# Moving Bathroom Sink/Vanity



## complextlt (Jan 2, 2015)

I have attached an image of my question...in case it doesn't work, what I basically want to do is relocate my bathroom sink/vanity to the wall right next to it.  Wondering if the plumbing can stay where it is and just be extended to reach the sink.


----------



## nealtw (Jan 2, 2015)

Welcome to the site.
There is a limit you can go from the vent. Can you map how the pipes are run into the wall ? How far will you be from a vertical pipe that goes up?
The pros should be along soon.


----------



## complextlt (Jan 2, 2015)

Unfortunately, I have no clue about the pipes.  But the distance between where the sink drain is right now and where it would be is around 4 to 4.5 feet.


----------



## nealtw (Jan 2, 2015)

See if you can tell where it goes into the wall, whether it goes into an elbo or a tee.?
Can you figure out where the main stack it by looking at the roof from outside?


----------



## nealtw (Jan 2, 2015)

Found a chart, check out 906.3
http://www2.iccsafe.org/states/virginia/Plumbing/PDFs/Chapter 9_Vents.pdf


----------



## frodo (Jan 3, 2015)

using your tape measure,  can you mark on your floor plan lay out

where the existing plumbing is.   onto the new floor plan?


----------



## frodo (Jan 3, 2015)

................


----------



## complextlt (Jan 6, 2015)

Sorry it took so long to get back to you. I attached another image of the floor plan, as well as an image of the current plumbing.  It is 82" from the left wall to the spot perpendicular to where the plumbing comes out of the wall; and 42" from where the plumbing is to where I would like to extend it.  If I understand what you're asking, where the drain is coming out of the wall (I guess it actually goes INto the wall, but nevertheless), it comes straight out, then turns left a little before dipping downward and finally going up into the sink.

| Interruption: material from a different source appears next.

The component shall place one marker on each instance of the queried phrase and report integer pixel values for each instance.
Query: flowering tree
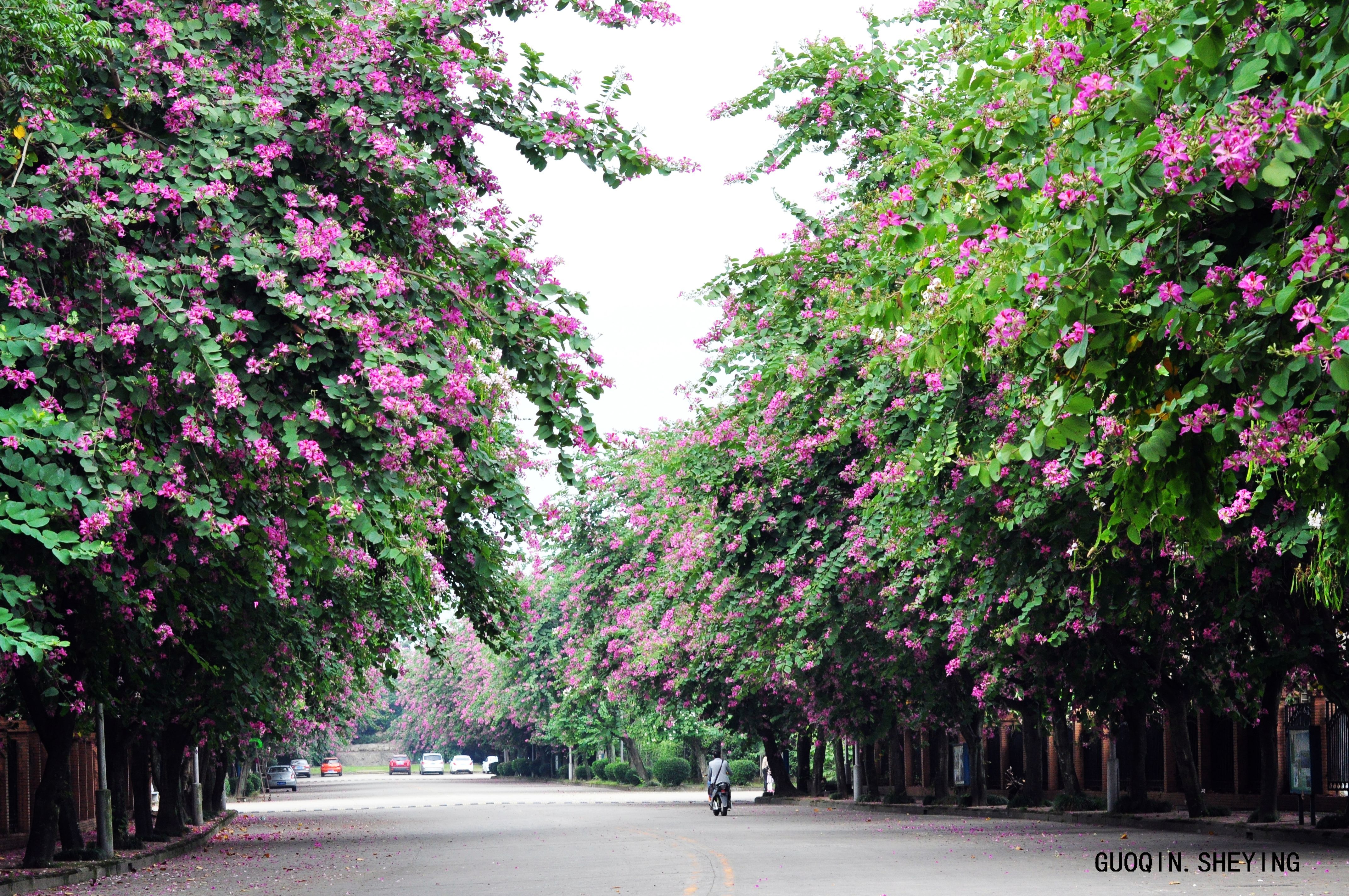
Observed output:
(265, 323)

So, I'm basically wondering if the drain and the hot and cold lines can be extended to that position on the new floor plan ... the left side of the new vanity would butt up against the wall where the plumbing is currently, so I guess holes would be made in the side of the vanity for the plumbing to be extended to where the sink will be.


----------



## nealtw (Jan 6, 2015)

Let's try this again. Some where bhind the sink, toilet or tub on that wall is a pipe going up thru the roof. That pipe is a vent stack. So we are trying to figure out how far over it from where your pipe enters the wall. Then we add that figure to your 42" for the length of your new run.
In the photo there is an air vent just below your pipe perhaps you could remove that and feel around to see what the pipe is doing inside the wall.
PS: that is a bad place for an air vent and maybe there just to hide a hole from an earlier plumbing repair.


----------



## frodo (Jan 6, 2015)

need to know what state you are in for what code you are under


----------



## complextlt (Jan 6, 2015)

Live in Alabama.  

Will check behind the vent this evening.  

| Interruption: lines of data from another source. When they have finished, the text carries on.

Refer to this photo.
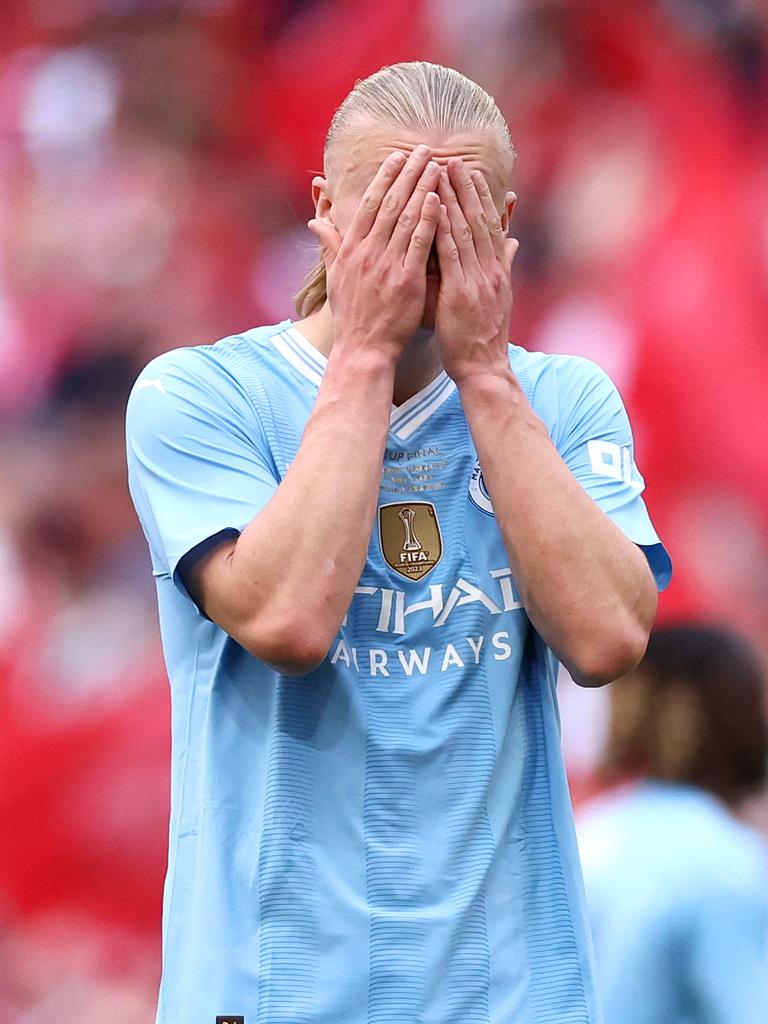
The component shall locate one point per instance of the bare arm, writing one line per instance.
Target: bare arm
(284, 587)
(586, 587)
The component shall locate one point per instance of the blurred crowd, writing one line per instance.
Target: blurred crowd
(155, 167)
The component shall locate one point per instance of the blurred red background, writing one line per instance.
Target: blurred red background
(155, 160)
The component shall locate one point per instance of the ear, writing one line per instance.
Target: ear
(510, 201)
(321, 199)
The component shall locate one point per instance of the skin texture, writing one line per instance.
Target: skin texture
(386, 223)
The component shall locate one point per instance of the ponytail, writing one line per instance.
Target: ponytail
(313, 292)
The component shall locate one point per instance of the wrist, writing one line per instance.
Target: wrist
(361, 361)
(487, 381)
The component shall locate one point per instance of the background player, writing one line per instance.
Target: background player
(677, 886)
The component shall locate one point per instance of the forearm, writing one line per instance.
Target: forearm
(284, 587)
(586, 587)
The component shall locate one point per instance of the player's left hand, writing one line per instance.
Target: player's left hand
(474, 303)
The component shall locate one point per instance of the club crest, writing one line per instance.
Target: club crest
(478, 493)
(410, 538)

The measurement from the left WALL to the center of the current sink is 82".  Or do you mean from the TUB to the center of the sink?


----------



## complextlt (Jan 6, 2015)

It looks like the vent pipe comes up from the floor and goes straight into the wall (the second wall behind the "sink wall".  So, I guess that means from that pipe to where the new (extended) plumbing would be is about 42".  And yes, the vent cover is simply to cover a big hole.  Bonus info:  a plumber previously was looking back there, stuck his hand in and was splashing around in water.  Isn't that lovely?


----------



## nealtw (Jan 6, 2015)

Ok, I'm still not sure we have the answer yet, Just to clairify. The drain pipe goes down thru the floor and there is another pipe (vent pipe )that goes sideways and is attached to the drain pipe.


----------



## CallMeVilla (Jan 6, 2015)

Your vent issue is easily solved by using an Air Admittance Valve in the drain.  The picture provides a typical under-sink application. This allows "air behind water" and stops sewer gasses from re-entering the room.  Since it is accessible for maintenance, it should pass inspection.   

We use these in remodel situations which prevent easy connection to existing vents.  Your only challenge is the drain pipe itself.  Your best bet would be 2" pipe but 1 1/2" is common and typically allowed.  (Remember:  Many sink drains are 1 1/4" at the tail pipe so a simple plastic adapter washer that takes you from 1 1/4" to 1 1/2" is used)  You will need a slope of at least 1/8" per foot from the end of the p-trap to the drain stack connection.  If you are stuck with multiple 90 degree turns, a steeper slope is preferred.  However, your distance to the drain stack is less than 6 feet, so I believe you are good to go.


----------



## frodo (Jan 7, 2015)

ok,  your alabama,  so its IPC code.  your good to go on the length.  if it was upc.  you would have problems.

looks to me like all your going to need to do is  put a coupling on your drain pipe and extend it

are you going to build a 1/2 wall for vanity to sit against?   if so,  line the wall up with the plumbing drain pipe.


----------



## frodo (Jan 7, 2015)

CallMeVilla said:


> Your vent issue is easily solved by using an Air Admittance Valve in the drain.  The picture provides a typical under-sink application. This allows "air behind water" and stops sewer gasses from re-entering the room.  Since it is accessible for maintenance, it should pass inspection.
> 
> We use these in remodel situations which prevent easy connection to existing vents.  Your only challenge is the drain pipe itself.  Your best bet would be 2" pipe but 1 1/2" is common and typically allowed.  (Remember:  Many sink drains are 1 1/4" at the tail pipe so a simple plastic adapter washer that takes you from 1 1/4" to 1 1/2" is used)  You will need a slope of at least 1/8" per foot from the end of the p-trap to the drain stack connection.  If you are stuck with multiple 90 degree turns, a steeper slope is preferred.  However, your distance to the drain stack is less than 6 feet, so I believe you are good to go.




that fitting is illegal
1003.0  traps described
1003.2
No more than one [1] approved slip joint fitting may be used on the outlet side of the trap


----------